CINÉMA

« May December » — Paradis artificiel

Natalie Portman et Julianne Moore dans May December © ARP Sélection

Pour son retour à la fiction, deux ans après son beau documentaire sur le Velvet Underground, Todd Haynes filme dans May December la rencontre entre une actrice et un couple dont l’histoire va être adaptée au cinéma. Leur union est fondée sur une relation pédophile, et la nouvelle venue va mettre à jour leur déni.

Filmer les coulisses de l’industrie cinématographique en action est un exercice toujours passionnant, y compris lorsqu’il est plus faiblement accompli. Il est cependant assez rare de voir un film se concentrer sur une chose aussi singulière et précise qu’une actrice préparant son rôle. Ainsi dans May December, lorsqu’Elizabeth Berry (Natalie Portman), comédienne, se rend au domicile de Gracie Artherton-Yoo (Julianne Moore), c’est pour observer et questionner celle dont elle va endosser le rôle. En un mot  : fouiner. Ce faisant, elle secoue la relation que Gracie entretient avec Joe Yoo (Charles Melton), de 23 ans son cadet.

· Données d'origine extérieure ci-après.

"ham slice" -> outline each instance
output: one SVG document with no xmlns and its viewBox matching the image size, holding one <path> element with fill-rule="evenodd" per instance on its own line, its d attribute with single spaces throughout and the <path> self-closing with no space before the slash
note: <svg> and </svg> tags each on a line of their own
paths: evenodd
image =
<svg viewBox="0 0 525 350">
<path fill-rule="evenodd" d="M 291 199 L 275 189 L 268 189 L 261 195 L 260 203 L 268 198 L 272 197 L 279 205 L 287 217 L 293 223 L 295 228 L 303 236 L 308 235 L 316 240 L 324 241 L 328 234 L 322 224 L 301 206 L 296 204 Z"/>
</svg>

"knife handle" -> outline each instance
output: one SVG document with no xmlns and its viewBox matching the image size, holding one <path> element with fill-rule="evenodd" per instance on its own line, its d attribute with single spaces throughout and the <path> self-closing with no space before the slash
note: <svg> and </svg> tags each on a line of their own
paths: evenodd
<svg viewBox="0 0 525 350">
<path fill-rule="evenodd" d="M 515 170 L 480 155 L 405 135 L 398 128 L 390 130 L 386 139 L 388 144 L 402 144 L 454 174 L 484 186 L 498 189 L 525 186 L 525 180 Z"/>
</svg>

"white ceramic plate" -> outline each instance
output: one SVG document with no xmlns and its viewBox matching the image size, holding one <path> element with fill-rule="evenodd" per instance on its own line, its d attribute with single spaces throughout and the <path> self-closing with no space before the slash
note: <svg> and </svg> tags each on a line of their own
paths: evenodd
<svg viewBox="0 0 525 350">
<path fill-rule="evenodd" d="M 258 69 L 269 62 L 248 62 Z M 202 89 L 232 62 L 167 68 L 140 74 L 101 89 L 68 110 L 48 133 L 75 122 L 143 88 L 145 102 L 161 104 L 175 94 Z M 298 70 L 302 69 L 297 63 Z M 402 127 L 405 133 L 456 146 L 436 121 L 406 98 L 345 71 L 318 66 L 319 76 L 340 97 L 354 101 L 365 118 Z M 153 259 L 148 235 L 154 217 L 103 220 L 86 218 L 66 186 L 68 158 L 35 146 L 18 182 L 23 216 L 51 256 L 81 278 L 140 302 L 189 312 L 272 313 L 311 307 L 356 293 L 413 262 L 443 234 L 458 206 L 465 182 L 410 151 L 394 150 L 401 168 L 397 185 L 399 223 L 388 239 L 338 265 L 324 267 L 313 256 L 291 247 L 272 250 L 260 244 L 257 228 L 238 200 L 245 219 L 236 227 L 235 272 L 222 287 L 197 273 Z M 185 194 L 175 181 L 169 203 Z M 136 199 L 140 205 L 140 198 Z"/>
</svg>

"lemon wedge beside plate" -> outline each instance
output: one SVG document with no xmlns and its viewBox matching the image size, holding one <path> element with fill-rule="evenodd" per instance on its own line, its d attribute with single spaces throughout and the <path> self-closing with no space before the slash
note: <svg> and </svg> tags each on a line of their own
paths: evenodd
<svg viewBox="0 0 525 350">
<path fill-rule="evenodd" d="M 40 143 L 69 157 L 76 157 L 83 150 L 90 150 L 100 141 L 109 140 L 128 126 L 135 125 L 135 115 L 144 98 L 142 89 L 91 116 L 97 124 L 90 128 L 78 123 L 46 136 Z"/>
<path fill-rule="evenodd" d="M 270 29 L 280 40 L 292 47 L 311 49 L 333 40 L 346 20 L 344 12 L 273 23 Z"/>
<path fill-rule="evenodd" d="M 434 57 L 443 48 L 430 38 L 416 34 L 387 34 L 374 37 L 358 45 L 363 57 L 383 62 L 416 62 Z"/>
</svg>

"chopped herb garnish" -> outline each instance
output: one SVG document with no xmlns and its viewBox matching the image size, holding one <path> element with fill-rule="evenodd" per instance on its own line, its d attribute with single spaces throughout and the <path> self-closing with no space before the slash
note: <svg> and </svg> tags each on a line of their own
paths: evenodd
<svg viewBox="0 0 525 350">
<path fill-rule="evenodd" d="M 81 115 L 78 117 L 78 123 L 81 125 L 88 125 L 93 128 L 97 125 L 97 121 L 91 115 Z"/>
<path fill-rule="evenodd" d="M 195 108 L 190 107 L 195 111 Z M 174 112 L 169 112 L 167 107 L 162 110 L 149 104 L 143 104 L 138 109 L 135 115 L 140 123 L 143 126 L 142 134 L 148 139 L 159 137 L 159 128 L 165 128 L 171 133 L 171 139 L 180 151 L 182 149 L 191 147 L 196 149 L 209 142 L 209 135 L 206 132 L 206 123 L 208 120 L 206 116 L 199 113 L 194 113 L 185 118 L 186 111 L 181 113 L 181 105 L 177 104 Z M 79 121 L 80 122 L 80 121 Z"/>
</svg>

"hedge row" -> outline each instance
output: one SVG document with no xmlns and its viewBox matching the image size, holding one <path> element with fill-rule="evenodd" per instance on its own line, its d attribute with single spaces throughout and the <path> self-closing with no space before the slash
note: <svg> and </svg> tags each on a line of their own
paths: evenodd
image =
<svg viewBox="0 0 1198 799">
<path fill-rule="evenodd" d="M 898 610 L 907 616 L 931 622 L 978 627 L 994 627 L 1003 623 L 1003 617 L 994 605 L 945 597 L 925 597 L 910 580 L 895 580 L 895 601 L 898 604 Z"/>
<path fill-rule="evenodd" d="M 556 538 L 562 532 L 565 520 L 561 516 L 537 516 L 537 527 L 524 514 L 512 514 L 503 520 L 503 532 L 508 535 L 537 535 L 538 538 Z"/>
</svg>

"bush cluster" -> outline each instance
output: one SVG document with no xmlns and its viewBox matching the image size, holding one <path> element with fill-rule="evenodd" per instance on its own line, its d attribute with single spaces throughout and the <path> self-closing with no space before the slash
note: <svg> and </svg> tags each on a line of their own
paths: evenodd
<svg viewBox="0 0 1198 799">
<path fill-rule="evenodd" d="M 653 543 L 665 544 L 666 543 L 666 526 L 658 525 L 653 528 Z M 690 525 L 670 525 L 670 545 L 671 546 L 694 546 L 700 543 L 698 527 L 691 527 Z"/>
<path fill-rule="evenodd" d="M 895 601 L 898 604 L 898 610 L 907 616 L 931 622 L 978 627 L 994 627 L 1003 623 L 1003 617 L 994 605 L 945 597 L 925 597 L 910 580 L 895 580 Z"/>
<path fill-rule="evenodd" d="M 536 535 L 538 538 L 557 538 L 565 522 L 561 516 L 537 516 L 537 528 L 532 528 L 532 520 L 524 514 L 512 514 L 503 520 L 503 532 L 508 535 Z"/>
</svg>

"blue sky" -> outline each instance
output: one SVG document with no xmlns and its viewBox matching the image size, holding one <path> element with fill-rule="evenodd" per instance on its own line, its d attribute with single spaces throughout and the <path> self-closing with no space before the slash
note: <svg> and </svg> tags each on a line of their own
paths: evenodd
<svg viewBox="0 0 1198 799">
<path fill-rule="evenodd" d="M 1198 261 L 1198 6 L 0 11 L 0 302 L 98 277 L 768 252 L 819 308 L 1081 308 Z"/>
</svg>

Elle le fréquente malsainement depuis 1992, alors qu’il avait 13 ans. C’est à cet âge qu’il est devenu père pour la première fois. Après un séjour en prison qui a déchaîné les passions des tabloïds, c’est dans une sorte de réalité parallèle que Gracie coule désormais ses jours auprès de Joe.

Bulle de verre

Pour la famille de Gracie et Joe, ainsi que leurs trois enfants, la venue d’Elizabeth suscite des sentiments contradictoires. Elle provoque d’abord l’enthousiasme et la fascination, ou l’interrogation — après tout, c’est une star. Puis cela tourne au malaise, sinon à la colère lorsqu’elle interroge sur les à-côtés de leur existence, ou lorsqu’elle est présente dans des moments familiaux et intimes.

La vie de Gracie semble se borner à la confection de tartes à la myrtille qu’elle vend. Les rares consommateurs sont toujours les mêmes personnes  : leurs proches qui maintiennent le contact avec eux. Jouissant d’une funeste notoriété signée et signifiée par des excréments occasionnellement déposés sur le perron, emballés dans des paquets soigneusement fermés, c’est en autarcie que la famille semble vivre. Le hors-champ est naturellement le théâtre d’opinions clivantes à leur égard. C’est pourquoi tout est conçu pour protéger l’hermétique couple du reste du monde.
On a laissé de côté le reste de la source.